El presidente de la Xunta de Galicia, el socialista Emilio Pérez Touriño, aborda mañana miércoles la reunión que quizá permita, definitivamente, dejar listo el proyecto de nuevo estatuto de autonomía. Y no parece que la cosa vaya a resultarle fácil. De entrada, porque es Alberto Núñez Feijóo, el líder los populares gallegos quien, con sus 37 diputados, tiene no sólo la sartén de la reforma estatutaria por el mango, sino el mango también. Sin el PPdG no hay reforma posible en esta legislatura, ya que los comicios municipales de mayo (que también son autonómicos en 13 de las 17 comunidades) condicionan mucho los posibles acuerdos que el presidente debe cerrar no sólo con la oposición sino con sus socios de gobierno, los nacionalista del Bloque.
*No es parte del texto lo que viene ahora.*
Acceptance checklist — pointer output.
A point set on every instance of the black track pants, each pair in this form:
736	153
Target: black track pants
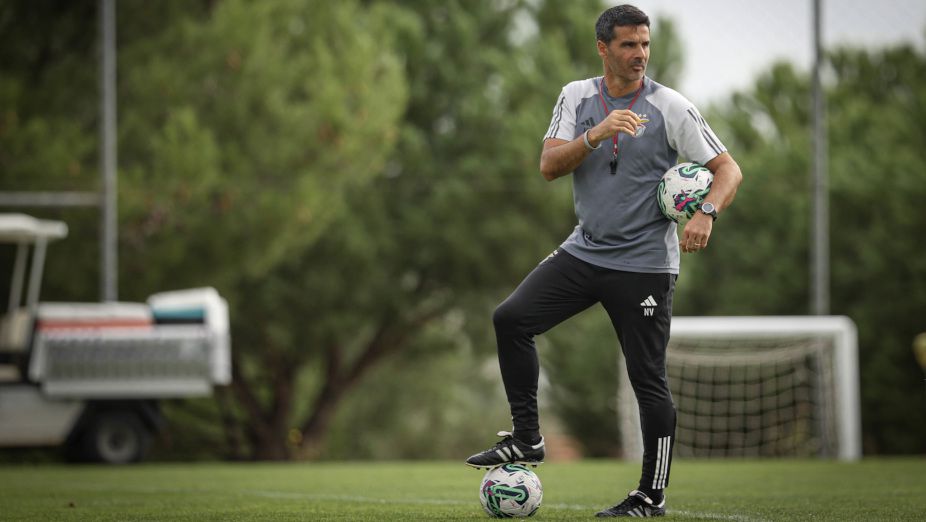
640	308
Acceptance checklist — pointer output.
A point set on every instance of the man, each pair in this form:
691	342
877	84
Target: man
617	135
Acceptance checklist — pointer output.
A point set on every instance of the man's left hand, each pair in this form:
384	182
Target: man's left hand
696	234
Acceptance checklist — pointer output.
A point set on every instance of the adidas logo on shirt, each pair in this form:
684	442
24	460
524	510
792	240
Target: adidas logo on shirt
649	306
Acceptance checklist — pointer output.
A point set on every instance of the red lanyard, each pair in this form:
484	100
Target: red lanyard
604	105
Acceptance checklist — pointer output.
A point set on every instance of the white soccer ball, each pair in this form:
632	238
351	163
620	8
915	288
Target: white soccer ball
510	490
682	190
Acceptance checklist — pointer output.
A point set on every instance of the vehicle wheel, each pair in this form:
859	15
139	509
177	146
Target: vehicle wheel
115	437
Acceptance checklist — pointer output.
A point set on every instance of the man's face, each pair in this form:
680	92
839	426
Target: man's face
627	54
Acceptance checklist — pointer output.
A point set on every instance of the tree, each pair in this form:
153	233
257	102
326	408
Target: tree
876	173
Casi sin comerlo ni beberlo, Pérez Touriño, con año y medio de mandato, se vé metido en un laberinto espacio-temporal, construido por Anxo Quintana (el vicepresidente nacionalista) y por las consignas de la dirección nacional de los conservadores, empeñados en que a los socialistas y nacionalistas ni agua. No es el mejor momento para que, desde la madrileña calle Génova, se autoricen acuerdos con el PSOE.
Puestas así las cosas, la reunión que celebran mañana en Compostela los líderes de los tres partidos gallegos está lastrada, gracias al BNG por una cuestión identitaria. Quintana reclama un estatuto que no sea inferior al catalán, y en el que se incluya, naturalmente, el carácter de nación de Galicia. Núñez Feijóo se agarra al concepto de nacionalidad histórica, recogido en la Constitución. Mientras que Pérez Touriño que, hasta el momento, se ha presentado como árbitro, dice contar con un llamado plan B que, por cierto, sólo él conoce.
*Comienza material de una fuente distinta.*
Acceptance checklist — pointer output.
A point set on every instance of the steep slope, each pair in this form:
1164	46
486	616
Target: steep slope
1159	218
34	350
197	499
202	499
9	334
Mientras tanto, el reloj sigue corriendo de forma inexorable. Se trata de un reloj de dos esferas: la española y la europea, puesto que, al actual Gobierno gallego le consta que de no cerrar ahora la reforma estatutaria –y de hacerlo sería un trámite a marchas forzadas, dado que, además, en el 2008 están las elecciones generales—se perderían, a partir de 2009, los fondos de cohesión de la Unión Europea.
Sin más salida que un acuerdo que, por motivos identitarios, sus propios socios de gobierno lo ponen difícil y con un Núñez Feijóo que ha visto como la dirección nacional del Partido Popular le ha quitado la autonomía de la que, en la época de Fraga, gozaron los populares gallegos, a Emilio Pérez Touriño sólo le queda encomendarse a todo el santoral galaico. Y todo apunta a que su salida del laberinto es harto difícil, por no decir imposible.